Une logistique urbaine complexifiée ?

“Les biodéchets sont constitués de 60 % d’eau environ. Les brûler dans les incinérateurs est un non-sens écologique et les enfouir nécessite des adaptations techniques coûteuses pour éviter des problèmes d’émissions de GES (méthane notamment) et de pollutions des sols”, souligne l’Ademe. Face à cette réalité, le gouvernement a pris une position claire en généralisant le tri des biodéchets, conformément au droit européen et à la loi anti-gaspillage de 2020. Cependant, cette législation laisse aux collectivités une marge de manœuvre quant à l’organisation qui leur convient le mieux : collecte en porte en porte ou en point d’apport volontaire, mise en place de composteurs de quartiers ou en pied d’immeuble, proposition de composteurs individuels pour les usagers qui le souhaitent. Les entreprises sont également concernées par cette exigence. Jusqu’à présent, seules celles produisant plus de cinq tonnes de biodéchets par an étaient soumises à cette obligation de tri.
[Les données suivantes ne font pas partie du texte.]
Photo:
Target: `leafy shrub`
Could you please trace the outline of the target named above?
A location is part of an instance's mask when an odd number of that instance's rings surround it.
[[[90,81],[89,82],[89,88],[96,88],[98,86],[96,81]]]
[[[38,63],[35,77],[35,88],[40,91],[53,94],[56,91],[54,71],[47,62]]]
Sur le territoire de la métropole de Lyon, l’initiative de tri des biodéchets prend forme de manière concrète et accessible. Tout comme on dépose ses bouteilles et bocaux à la benne à verre, les habitants peuvent désormais jeter leurs biodéchets à la borne à compost collective. Ces bornes ont été installées à titre expérimental fin 2021 dans les rues du 7ème arrondissement de Lyon. Avec plus de 300 composteurs disséminés à travers la ville, chaque habitant se trouve désormais à moins de 150 mètres d’une borne. Elles sont vidées de leur contenu entre deux et quatre fois par semaine, selon les secteurs, avant d’être acheminées vers une plateforme de compostage industriel.
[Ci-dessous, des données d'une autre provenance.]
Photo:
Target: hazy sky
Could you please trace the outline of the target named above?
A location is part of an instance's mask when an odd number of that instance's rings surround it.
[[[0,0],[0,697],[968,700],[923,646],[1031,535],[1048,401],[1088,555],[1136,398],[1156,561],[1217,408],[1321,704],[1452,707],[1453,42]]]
À Orléans Métropole, la logistique des biodéchets se décarbone grâce à l’intervention de l’association Les Cycloposteurs. Ces cyclistes parcourant les rues pavées du centre ancien deux fois par semaine utilisent des vélos-cargo pour transporter et vider les bacs de biodéchets de leur contenu. En effet, les plateformes de compostage urbaines étant souvent situées en périphérie des villes, cette initiative permet de limiter l’empreinte carbone en évitant le recours aux camions et à leurs émissions de CO₂. Cette tendance à privilégier les déplacements à vélo pour la collecte des biodéchets se répand dans de nombreuses villes, à l’image des Alchimistes Pays de la Loire à Nantes, qui assurent cette démarche notamment pour les restaurants. Si le compostage des biodéchets est devenu une évidence en matière de gestion environnementale, leur collecte à vélo s’impose de plus en plus comme une pratique toute aussi évidente, contribuant ainsi à une logistique urbaine plus durable et respectueuse de l’environnement.
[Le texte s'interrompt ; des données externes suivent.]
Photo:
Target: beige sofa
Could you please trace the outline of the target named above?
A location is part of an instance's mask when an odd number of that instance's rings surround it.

Composteur collectif ©Creative Commons Attribution 4.0 International
Composteur collectif ©Creative Commons Attribution 4.0 International

Quand le compost rassemble

La valorisation des biodéchets via des circuits courts permet non seulement de réduire la pollution, mais aussi de recréer du lien social en favorisant les échanges directs de biodéchets et compost entre producteurs, transformateurs et consommateurs. En Ille-et-Vilaine, par exemple, le SMICTOM des Pays de Vilaine a souhaité valoriser ses biodéchets en circuit local, en produisant un compost certifié utilisable en agriculture biologique pour les agriculteurs locaux. En 2015, la plateforme de compostage à Guignen, créée par le SMICTOM, a traité près de 9 500 tonnes de déchets organiques et a produit 5 120 tonnes de compost, utilisé par vingt agriculteurs du territoire. En 2021, la moitié des biodéchets a été vendue aux agriculteurs, le reste a été confié à un revendeur local et à divers professionnels. Lire la suite…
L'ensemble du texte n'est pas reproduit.